FIG. 2 is a configuration diagram of first and second data communication units according to an embodiment of the present invention.

FIG. 3 is a configuration diagram of serial data according to the embodiment of this invention.

FIG. 4 is a data code diagram of the embodiment of the present invention.

FIG. 5 is a block diagram of a conventional servo system

FIG. 6 is a block diagram of a conventional data transmitter and data receiver.

FIG. 7 is a configuration diagram of conventional serial data.

FIG. 8 is a conventional data code diagram.

FIG. 9 is a conventional serial data transmission waveform diagram.

[Explanation of symbols]

11 encoder 12 Position detector 13 First data communication unit 14 Control device 15 Second data communication unit 16 Motor drive 21 Parallel-to-serial converter 22 Transmit Code Converter 23 Transmission / reception interface section 24 Received Code Converter 25 Serial-parallel converter

Claims (5)

[Claims] 1. A first data communication for detecting a position of a driving body that is rotationally driven or orthogonally driven, and first data communication for receiving a request command including serial data and outputting the data of the position detection unit as serial data. And a second data communication unit that transmits a request command including serial data to the encoder and receives position data including serial data output from the encoder, and controls the position and speed of the driving body. The data used for data communication between the encoder and the control device is a Manchester code, and a code conversion unit that can arbitrarily change the duty of the Manchester code is provided in the first data communication unit and the second data communication unit. Servo system installed in the data communication section of. 2. A second data communication unit for outputting a request signal composed of a Manchester code set to an arbitrary duty, and position data by a Manchester code composed of a preset basic duty when the request signal is normally received.

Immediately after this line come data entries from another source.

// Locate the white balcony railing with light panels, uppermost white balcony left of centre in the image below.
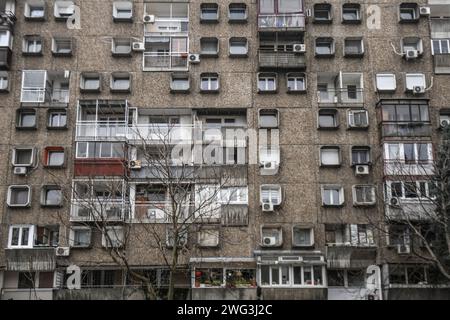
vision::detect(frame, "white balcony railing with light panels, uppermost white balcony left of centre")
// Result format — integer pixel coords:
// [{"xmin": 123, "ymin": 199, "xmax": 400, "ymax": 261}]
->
[{"xmin": 144, "ymin": 52, "xmax": 188, "ymax": 71}]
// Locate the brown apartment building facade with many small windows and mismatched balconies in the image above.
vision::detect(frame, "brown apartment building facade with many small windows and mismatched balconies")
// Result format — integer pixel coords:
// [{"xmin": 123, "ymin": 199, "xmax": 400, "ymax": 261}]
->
[{"xmin": 0, "ymin": 0, "xmax": 450, "ymax": 300}]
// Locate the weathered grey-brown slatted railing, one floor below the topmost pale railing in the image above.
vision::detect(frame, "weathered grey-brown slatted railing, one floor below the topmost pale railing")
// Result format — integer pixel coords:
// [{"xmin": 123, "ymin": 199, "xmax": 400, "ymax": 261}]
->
[{"xmin": 258, "ymin": 50, "xmax": 306, "ymax": 69}]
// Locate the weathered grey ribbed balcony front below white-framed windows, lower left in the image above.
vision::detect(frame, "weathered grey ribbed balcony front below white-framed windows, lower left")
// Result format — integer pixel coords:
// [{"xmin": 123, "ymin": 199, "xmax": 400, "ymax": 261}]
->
[{"xmin": 5, "ymin": 248, "xmax": 56, "ymax": 271}]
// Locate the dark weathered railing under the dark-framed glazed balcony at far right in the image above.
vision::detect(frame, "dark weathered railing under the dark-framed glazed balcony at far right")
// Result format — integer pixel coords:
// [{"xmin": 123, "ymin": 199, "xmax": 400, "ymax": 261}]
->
[{"xmin": 381, "ymin": 122, "xmax": 432, "ymax": 137}]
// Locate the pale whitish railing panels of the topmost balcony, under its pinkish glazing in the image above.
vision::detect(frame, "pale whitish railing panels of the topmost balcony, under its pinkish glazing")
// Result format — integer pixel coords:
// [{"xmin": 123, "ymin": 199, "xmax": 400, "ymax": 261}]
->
[{"xmin": 258, "ymin": 13, "xmax": 305, "ymax": 30}]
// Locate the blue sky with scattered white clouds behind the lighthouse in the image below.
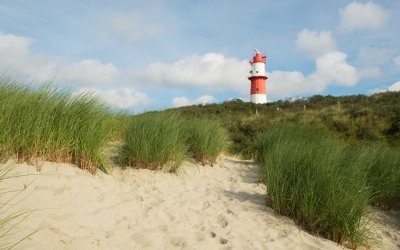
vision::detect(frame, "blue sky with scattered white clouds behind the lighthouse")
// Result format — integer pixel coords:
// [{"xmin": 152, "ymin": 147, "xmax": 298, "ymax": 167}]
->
[{"xmin": 0, "ymin": 0, "xmax": 400, "ymax": 112}]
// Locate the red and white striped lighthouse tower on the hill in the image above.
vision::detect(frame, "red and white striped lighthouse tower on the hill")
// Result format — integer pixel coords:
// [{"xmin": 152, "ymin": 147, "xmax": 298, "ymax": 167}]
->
[{"xmin": 249, "ymin": 49, "xmax": 268, "ymax": 104}]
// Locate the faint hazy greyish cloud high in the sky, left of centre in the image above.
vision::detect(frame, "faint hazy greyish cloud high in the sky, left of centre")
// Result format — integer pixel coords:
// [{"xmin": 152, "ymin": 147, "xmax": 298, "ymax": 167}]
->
[{"xmin": 104, "ymin": 13, "xmax": 165, "ymax": 43}]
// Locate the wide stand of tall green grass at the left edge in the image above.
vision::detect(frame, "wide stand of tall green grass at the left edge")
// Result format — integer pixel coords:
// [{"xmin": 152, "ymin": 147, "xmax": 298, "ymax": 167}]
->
[{"xmin": 0, "ymin": 78, "xmax": 111, "ymax": 173}]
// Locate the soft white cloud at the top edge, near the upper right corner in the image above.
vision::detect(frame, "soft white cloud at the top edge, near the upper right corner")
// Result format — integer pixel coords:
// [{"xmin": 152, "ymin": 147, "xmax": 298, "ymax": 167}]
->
[{"xmin": 339, "ymin": 1, "xmax": 389, "ymax": 33}]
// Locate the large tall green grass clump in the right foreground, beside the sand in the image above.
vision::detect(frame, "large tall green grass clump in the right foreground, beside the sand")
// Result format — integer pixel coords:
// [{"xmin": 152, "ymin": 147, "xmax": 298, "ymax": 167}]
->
[{"xmin": 256, "ymin": 124, "xmax": 370, "ymax": 246}]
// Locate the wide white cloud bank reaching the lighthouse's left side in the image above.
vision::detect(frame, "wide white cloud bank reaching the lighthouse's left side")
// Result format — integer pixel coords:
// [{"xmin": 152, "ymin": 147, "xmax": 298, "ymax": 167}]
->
[{"xmin": 131, "ymin": 53, "xmax": 249, "ymax": 92}]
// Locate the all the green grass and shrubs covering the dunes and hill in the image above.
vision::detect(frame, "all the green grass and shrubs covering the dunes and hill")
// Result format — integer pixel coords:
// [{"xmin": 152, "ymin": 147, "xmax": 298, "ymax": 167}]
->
[{"xmin": 0, "ymin": 77, "xmax": 400, "ymax": 247}]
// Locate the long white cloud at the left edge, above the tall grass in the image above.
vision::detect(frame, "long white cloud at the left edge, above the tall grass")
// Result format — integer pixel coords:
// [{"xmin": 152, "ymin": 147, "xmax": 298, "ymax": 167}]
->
[{"xmin": 0, "ymin": 33, "xmax": 119, "ymax": 85}]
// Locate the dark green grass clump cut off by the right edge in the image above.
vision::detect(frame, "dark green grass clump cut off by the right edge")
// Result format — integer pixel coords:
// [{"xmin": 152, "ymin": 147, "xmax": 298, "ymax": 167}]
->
[{"xmin": 366, "ymin": 145, "xmax": 400, "ymax": 209}]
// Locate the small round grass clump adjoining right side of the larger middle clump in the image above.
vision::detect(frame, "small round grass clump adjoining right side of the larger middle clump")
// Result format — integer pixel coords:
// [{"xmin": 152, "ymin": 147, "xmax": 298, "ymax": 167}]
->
[{"xmin": 185, "ymin": 118, "xmax": 229, "ymax": 165}]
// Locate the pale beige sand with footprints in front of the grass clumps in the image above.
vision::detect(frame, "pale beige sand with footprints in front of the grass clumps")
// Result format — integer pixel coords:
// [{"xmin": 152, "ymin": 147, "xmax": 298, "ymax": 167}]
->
[{"xmin": 2, "ymin": 156, "xmax": 400, "ymax": 249}]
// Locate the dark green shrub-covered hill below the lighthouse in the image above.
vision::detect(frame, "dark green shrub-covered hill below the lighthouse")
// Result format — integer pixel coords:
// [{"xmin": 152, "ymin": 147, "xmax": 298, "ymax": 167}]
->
[{"xmin": 167, "ymin": 92, "xmax": 400, "ymax": 158}]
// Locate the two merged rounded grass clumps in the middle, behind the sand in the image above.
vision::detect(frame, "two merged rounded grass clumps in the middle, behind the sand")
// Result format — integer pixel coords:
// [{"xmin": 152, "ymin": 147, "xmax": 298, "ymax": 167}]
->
[{"xmin": 121, "ymin": 112, "xmax": 228, "ymax": 172}]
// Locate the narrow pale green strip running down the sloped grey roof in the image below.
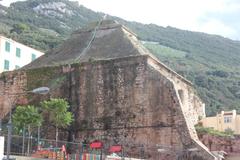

The first data communication unit for outputting
The described servo system. 3. A second data communication unit which outputs a request signal including a duty setting by a Manchester code having a preset basic duty, and a duty setting included in the request signal when the request signal is normally received. To output position data in Manchester code consisting of
2. The servo system according to claim 1, which comprises the data communication unit. 4. A second data communication section for outputting a request signal composed of a Manchester code set to an arbitrary duty, and a first data communication section for outputting the request signal composed of this Manchester code as they are. The servo system described in 1. 5. The Manchester code duty is 50%.
The servo system according to claim 1, wherein the duty is variable at intervals of ¼, ⅛, or 1/16 with the reference duty as.